Nutritionist vs Dietician: Which Suits You Better?

If you’re entering the world of nutritional care and wondering which career to pursue, then this post is for you. Nutritionist vs Dietician – which is your destiny? Check out the key differences and decide.

Nutritionist vs Dietician
Nutritionist vs Dietician

Nutritionist vs Dietician: What are they?

A nutritionist is a person who advises others on nutrition and food knowledge to promote healthy societies. Nutritionists are not necessarily certificated and often specialize in particular areas, such as sports, public health, or animal.

Whereas, a dietician is a health professional with a degree specializing in food and nutrition. They promote and optimize the health of individuals and communities by identifying, preventing and treating disease-related malnutrition and in conducting medical nutrition therapy, through the science of nutrition. 

You would be referred to a dietitian if your needs are medical (such as diabetes, kidney disease, or cancer) or a nutritionist if you aim to lose weight or improve your overall health.

Day-to-day Tasks

Nutritionists use a holistic approach to assist their clients in improving their eating habits and living healthy lifestyles. Nutritionist jobs may focus on weight loss, nutritional or hormonal balance, digestion, or food allergies. 

Day-to-day Tasks
Day-to-day Tasks

A nutritionist’s roles often include:

  • Create diet and exercise plans for clients
  • Educate patients and clients about food selection and nutrition principles
  • Schedule regular meetings with clients
  • Provide group cooking classes or recipe books
  • Give presentations about nutrition, diet, and food
  • Provide direction and motivation to help a person adjust their lifestyle for improved dietary behaviours. 

Both of these two careers are jobs that you can work remotely. While you usually find a nutritionist being self-employed and maintaining their own practice, a dietician often works alongside doctors, nurses, or other health practitioners in hospitals and clinics.  

Dieticians won’t simply offer up a meal plan or diet plan, they aim to provide custom-tailored advice to help meet customers’ needs and specific challenges. They often work with clients who have medical conditions like diabetes, coeliac disease, eating disorders, or allergies.
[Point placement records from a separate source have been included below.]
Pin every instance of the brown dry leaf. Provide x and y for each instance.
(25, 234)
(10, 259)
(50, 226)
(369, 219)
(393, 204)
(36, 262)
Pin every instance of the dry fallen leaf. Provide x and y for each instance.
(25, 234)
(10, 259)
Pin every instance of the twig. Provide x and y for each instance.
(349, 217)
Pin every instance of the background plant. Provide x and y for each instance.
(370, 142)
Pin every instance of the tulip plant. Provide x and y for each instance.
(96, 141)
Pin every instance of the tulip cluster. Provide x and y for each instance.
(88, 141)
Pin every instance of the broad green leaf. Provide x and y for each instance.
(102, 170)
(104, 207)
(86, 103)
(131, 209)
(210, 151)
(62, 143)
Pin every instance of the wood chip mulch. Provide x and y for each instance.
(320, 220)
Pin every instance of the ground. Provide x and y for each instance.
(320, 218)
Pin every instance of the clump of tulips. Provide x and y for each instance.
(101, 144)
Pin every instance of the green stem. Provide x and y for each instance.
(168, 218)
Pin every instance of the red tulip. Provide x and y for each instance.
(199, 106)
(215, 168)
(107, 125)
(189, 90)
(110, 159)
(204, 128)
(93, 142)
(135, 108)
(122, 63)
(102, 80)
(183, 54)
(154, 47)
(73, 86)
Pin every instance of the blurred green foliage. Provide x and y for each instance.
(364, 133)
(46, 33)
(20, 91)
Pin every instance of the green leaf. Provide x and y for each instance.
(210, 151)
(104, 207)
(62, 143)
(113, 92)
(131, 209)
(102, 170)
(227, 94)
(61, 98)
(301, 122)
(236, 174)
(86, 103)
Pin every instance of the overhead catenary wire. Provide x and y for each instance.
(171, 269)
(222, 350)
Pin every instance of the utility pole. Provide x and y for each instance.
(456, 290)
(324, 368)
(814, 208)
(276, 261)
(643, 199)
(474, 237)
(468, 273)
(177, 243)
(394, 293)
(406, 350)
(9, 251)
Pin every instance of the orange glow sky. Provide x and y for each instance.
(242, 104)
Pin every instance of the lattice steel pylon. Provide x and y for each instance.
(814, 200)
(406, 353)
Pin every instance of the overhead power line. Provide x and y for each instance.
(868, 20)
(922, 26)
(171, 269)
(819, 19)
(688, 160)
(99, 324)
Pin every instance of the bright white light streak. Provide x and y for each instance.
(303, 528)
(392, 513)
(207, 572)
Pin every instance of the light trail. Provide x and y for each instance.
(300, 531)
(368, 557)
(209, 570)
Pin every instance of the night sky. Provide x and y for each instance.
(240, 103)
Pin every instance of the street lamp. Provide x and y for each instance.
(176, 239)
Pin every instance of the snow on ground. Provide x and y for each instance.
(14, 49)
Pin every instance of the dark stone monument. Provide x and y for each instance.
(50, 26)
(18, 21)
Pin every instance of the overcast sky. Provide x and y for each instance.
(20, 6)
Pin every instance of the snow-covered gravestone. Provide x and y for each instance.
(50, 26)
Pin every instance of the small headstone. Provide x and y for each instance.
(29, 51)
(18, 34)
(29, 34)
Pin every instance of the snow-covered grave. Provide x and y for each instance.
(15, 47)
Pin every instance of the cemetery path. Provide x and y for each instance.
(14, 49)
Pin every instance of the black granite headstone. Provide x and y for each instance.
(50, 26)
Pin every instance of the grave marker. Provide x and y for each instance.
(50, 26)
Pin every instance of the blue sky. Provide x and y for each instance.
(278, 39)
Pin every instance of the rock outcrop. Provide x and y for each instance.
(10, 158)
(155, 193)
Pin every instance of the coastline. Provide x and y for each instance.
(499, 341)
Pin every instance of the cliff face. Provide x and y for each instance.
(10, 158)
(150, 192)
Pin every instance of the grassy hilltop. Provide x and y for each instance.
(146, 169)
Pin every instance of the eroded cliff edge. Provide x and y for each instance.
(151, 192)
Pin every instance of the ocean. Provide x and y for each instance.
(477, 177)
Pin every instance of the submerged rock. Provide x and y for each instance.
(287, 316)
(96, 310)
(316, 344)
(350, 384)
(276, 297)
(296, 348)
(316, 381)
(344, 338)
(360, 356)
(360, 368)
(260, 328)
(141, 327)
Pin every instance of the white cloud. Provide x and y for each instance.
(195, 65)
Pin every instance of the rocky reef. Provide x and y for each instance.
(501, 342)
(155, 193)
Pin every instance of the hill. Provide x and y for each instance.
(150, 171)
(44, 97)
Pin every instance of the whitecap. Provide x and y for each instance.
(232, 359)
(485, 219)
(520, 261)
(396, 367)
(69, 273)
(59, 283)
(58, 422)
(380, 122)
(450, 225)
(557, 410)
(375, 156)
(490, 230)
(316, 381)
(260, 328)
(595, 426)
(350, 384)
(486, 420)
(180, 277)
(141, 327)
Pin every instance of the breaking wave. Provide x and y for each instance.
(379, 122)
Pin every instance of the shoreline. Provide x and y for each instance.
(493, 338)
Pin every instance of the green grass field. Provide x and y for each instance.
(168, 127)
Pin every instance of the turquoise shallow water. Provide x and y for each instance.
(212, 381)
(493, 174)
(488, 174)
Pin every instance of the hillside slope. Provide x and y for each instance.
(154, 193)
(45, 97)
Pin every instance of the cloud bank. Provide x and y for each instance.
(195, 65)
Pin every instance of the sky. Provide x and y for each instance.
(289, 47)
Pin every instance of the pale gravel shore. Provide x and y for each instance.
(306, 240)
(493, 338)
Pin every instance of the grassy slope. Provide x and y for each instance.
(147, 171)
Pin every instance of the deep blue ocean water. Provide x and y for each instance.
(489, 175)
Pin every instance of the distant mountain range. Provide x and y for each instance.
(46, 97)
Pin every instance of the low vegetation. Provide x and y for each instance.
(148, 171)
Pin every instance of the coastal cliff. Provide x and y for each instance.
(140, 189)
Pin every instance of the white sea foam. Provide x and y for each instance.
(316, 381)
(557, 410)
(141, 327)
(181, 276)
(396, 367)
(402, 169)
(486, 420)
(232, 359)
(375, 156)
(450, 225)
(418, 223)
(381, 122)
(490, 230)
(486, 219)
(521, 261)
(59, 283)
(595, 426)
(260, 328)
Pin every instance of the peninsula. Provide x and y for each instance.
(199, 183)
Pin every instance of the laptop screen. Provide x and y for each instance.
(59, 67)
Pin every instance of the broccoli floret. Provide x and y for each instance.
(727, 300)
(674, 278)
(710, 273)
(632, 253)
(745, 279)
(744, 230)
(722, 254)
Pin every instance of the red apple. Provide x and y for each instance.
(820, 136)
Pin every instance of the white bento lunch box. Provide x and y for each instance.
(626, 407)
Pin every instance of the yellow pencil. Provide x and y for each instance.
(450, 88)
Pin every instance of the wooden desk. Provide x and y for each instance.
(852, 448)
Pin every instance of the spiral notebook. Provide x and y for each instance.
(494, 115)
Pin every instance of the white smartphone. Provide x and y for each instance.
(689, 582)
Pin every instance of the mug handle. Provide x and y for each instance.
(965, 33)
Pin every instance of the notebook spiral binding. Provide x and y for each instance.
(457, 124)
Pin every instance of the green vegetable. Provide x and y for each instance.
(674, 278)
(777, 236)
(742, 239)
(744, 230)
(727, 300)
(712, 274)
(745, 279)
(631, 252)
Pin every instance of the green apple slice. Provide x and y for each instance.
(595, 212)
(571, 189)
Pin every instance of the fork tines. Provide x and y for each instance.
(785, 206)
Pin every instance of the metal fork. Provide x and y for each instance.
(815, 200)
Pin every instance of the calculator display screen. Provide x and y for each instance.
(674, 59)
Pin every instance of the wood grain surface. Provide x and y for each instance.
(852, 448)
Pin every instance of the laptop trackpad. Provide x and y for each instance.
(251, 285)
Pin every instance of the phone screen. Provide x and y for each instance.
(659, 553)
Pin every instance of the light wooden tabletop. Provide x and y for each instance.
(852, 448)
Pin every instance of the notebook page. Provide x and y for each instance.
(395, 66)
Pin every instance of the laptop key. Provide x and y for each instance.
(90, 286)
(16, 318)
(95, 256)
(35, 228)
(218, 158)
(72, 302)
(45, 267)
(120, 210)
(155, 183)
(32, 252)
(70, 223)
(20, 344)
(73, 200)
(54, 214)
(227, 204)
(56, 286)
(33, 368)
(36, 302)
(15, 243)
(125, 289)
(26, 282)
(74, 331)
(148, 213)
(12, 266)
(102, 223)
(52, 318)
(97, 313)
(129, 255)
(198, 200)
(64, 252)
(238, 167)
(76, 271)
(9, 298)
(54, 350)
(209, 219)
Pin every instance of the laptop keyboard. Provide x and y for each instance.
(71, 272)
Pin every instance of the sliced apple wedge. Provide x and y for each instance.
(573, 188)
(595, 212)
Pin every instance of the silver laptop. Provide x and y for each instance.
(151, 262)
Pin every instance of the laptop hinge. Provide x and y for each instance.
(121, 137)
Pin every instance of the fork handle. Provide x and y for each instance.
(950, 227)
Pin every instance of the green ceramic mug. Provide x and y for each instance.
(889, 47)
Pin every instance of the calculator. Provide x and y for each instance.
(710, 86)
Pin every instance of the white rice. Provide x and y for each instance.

 A dietician’s roles often include:

  • Make a meal plan for general patients, for special requests, or for critical needs
  • Counsel and sustain patient morale
  • Maintain documentation from aides and management as a daily routine
  • Follow up what has or hasn’t worked for a patient to provide proper meals afterward
  • Ensure the cleanliness of a workspace and proper use of utensils during food preparation
  • Educate health professionals and the public about nutrition

Basic Requirements

In the United States, anyone can call themselves a nutritionist as there are no government or industry regulations on the term. There are no educational requirements or guidelines for the term, so anyone offering general nutritional advice can call themselves a nutritionist.

Basic Requirements
Basic Requirements

Nevertheless, you might earn advanced degrees and nutritionist certification to obtain the protected title of certified nutrition specialist (CNS) or a Registered Dietitian Nutritionist (RDN) credential. 

Meanwhile, dietitian jobs require:

  • A bachelor’s degree approved by the Accreditation Council for Education in Nutrition and Dietetics
  • Supervised experience at an accredited healthcare facility, community agency, or foodservice corporation
  • A national exam assessed by the Commission on Dietetic Registration
  • Continuing professional education requirements – you may have to be re-assessed each year


Typically, there is no big difference between the salaries of these two jobs. In the United States, the average nutritionist salary is $45,392 per year, as of May 2021, about $10,000 lower compared to that of a dietician. Depending on education, certifications, additional skills, and the number of years you have spent in your profession, you can earn up to $77,000 per year when pursuing nutrition and dietetics careers.

Nutritionist vs Dietician: Conclusion

Although dietitians and nutritionists both help people design the best diets and foods to meet their health needs, they have different responsibilities, requirements, and benefits. And the biggest difference comes to their purpose: nutritionists focus on losing weight and improving overall health while dietitians meet medical needs for patients with diabetes, or kidney disease.